Does divorce have a differing impact on different groups depending on their financial, educational and/or racial pedigrees?

Well, it’s snowing in Atlanta today and I just want to go back to bed and snuggle under my covers but I thought I’d try to do this one post before I do (why didn’t anybody tell me it gets this cold and snowy and icy in the South? This is carazy!!!!)

With divorce, does who you are and where you come from matter?

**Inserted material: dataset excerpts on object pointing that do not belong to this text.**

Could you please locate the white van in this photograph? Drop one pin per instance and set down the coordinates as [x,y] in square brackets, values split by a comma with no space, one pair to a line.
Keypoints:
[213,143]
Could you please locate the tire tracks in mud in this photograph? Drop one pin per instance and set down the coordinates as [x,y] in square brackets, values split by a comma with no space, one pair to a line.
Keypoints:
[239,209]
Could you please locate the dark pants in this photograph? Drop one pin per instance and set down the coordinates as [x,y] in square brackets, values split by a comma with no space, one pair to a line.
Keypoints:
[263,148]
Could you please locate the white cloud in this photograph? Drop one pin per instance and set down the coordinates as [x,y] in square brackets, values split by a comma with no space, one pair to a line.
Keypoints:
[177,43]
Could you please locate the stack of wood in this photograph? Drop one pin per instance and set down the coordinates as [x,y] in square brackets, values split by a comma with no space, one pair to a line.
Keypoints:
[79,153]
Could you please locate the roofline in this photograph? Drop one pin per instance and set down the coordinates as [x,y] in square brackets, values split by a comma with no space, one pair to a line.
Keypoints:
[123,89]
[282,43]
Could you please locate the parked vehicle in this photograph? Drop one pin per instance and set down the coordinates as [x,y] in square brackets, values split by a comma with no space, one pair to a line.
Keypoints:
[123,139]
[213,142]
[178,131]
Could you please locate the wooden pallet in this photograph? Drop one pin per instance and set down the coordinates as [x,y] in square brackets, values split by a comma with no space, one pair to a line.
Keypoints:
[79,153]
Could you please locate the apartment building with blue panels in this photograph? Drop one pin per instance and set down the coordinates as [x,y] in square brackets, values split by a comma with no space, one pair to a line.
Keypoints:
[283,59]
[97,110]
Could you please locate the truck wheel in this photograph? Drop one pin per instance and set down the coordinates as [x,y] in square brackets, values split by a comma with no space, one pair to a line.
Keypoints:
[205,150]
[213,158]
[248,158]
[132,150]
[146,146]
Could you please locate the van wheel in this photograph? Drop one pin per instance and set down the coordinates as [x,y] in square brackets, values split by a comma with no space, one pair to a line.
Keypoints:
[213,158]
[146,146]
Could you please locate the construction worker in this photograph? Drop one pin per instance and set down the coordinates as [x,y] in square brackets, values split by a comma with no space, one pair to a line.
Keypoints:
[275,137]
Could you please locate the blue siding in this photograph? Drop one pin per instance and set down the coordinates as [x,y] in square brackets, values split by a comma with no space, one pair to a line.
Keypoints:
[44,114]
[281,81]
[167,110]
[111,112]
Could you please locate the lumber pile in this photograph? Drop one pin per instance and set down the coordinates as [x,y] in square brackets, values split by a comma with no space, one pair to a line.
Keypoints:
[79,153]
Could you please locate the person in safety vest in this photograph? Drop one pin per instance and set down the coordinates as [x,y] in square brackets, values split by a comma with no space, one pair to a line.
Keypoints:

Anyhoo. So I thought this one up about divorce and pedigree, not really being quite sure what I even mean by pedigree….like a pedigreed dog or cat or something…..I have no idea………Anyways, State of Our Union recently came out with a study about the emerging trends with divorce. For example, they found that the highly educated are getting married older, and staying married longer than the less educated and younger individuals. They found that Blacks have a higher divorce rate than whites. That the affluent have more stable marriages than the poor. And so on, and so forth.
I wonder if affluent, white, older more educated people handle divorce differently, or are impacted in a different way by it, than say, poorer, younger, less educated white people? If one compares Whites as a subset, say, and change the variables as far as social stature, income and education, does divorce have a different impact among whites depending on “pedigree”? And who would be more adversely impacted? We know who is more likely to divorce. But what impact does divorce actually have on the various subsets?  Who feels it more? And then to really rev up the analysis, in the affluent white, older group, which couples are most affected by divorce? Maybe those who are public figures, or even “new money” types are more affected than more private, old money types? Does a Kennedy feel the impact of divorce more than, say, a Giuliani? Or a Trump? Maybe those are not a good example. But…okay, take a royal couple, like the Windsors. If they divorce, would they feel differently about it than, say a Clinton? In other words, does pedigree matter to these folks as far as how they feel about divorce and how divorce impacts their lives? Is it easier for any subset to bounce back after divorce than the other?
Now, if one were to take the word pedigree more literally, to mean simply “ancestry” could there be differences in how ethnicities handle divorce? And if so, what does ancestral background have to do with it? Are Blacks whose ancestors came from Africa (well, everyone’s ancestors came from Africa but let’s consider more recent ancestry with this one)  less likely to be devastated by divorce, than, say, an individual whose ancestors or “pedigree” can be traced back to Italy, Spain, Germany or England? Or are they more likely to be devastated? Another way of asking the question is, how important is having a successful marriage that lasts, to these groups? Does the answer vary depending on ancestry or pedigree?
What about Asians – Chinese, Indian, Japanese…..how does their pedigree – religious, educational, ethnic, financial and cultural –  impact their lives? And does pedigree have any bearing even on the rate at which they divorce?
How much does racial pedigree matter with regard to the impact that divorce has on an individual? In other words, if we disregard all other variables and just look strictly at race, does divorce have a different impact on members of certain racial groups? Or is it financial pedigree that matters most? Are rich people more negatively impacted by a divorce than poor people?  What about educational pedigree? Do the highly educated view a divorce as more of a failure than the less educated?
Do you understand the question I am so awkwardly trying to ask, or not? Does who you are and where you come from have any bearing on how divorce affects you? And if so, what are these deferring effects? How do they manifest?